In outlining the factors that contribute towards resilience, George Bonanno mentions research on the trait of ‘hardiness’ (Bonanno, 2004). According to X, “hardiness consists of three dimensions: being committed to finding meaningful purpose in life, the belief that one can influence one’s surroundings and the outcome of events, and the belief that one can learn and grow from both positive and negative life experiences.” I think this personality dimension is extremely critical in helping people deal with traumatic and difficult experiences in life and is very much neglected as a virtuous trait in our modern society. We live in an era when individuals seek to maximize immediate gratification and minimize exposure to pain and suffering through distractions like television and pharmaceutical interventions. For most people, the prospect of enduring a difficult, trying circumstance with the idea that it could make you better off is probably quite foreign and counterintuitive.

However, the concept of posttraumatic growth–in which people experience a meaningful improvement in their life after a traumatic or difficult situation, above and beyond a return to baseline–has been discussed since ancient times. The notion that suffering can yield powerful transformations and spiritual growth appears in ancient texts from many of the world’s religions. Victor Frankl’s A Man’s Search for Meaning and his theory of logotherapy have been an incredible contribution to this literature. In even the worst of possible situations as a prisoner in a holocaust camp, Frankl was able to find meaning in his suffering and difficult everyday experiences, and in so doing make his plight more manageable.

The opportunity that trauma offers us for a spiritually enriching or transformative experience is an incredible offer. To cultivate and ensure resilience, we should acknowledge the opportunity trauma is offering us to grow spiritually so that we can be most receptive to it when the chance presents itself.

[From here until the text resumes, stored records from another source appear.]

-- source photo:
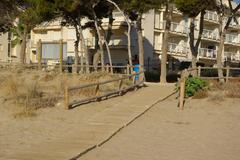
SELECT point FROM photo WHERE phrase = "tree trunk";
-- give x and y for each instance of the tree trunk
(110, 24)
(23, 46)
(194, 46)
(97, 55)
(84, 49)
(222, 34)
(129, 32)
(109, 56)
(99, 39)
(107, 38)
(75, 68)
(169, 10)
(140, 44)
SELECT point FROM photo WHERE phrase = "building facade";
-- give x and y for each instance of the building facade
(8, 53)
(178, 46)
(153, 30)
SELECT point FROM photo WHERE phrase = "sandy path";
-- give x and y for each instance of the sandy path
(59, 134)
(204, 131)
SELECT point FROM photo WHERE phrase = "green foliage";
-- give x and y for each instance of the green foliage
(17, 32)
(193, 85)
(193, 7)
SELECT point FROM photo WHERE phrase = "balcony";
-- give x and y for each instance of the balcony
(233, 56)
(207, 53)
(210, 35)
(211, 16)
(173, 49)
(232, 39)
(174, 28)
(116, 42)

Bonanno, G. A. (2004). Loss, trauma, and human resilience: Have we underestimated the human capacity to thrive after extremely aversive events?.American psychologist59(1), 20.

Kato, P. M., & Mann, T. (1999). A synthesis of psychological interventions for the bereaved. Clinical Psychology Review, 19, 275–296.

Neimeyer, R. A. (2000). Searching for the meaning of meaning: Grief therapy and the process of reconstruction. Death Studies, 24, 541–558.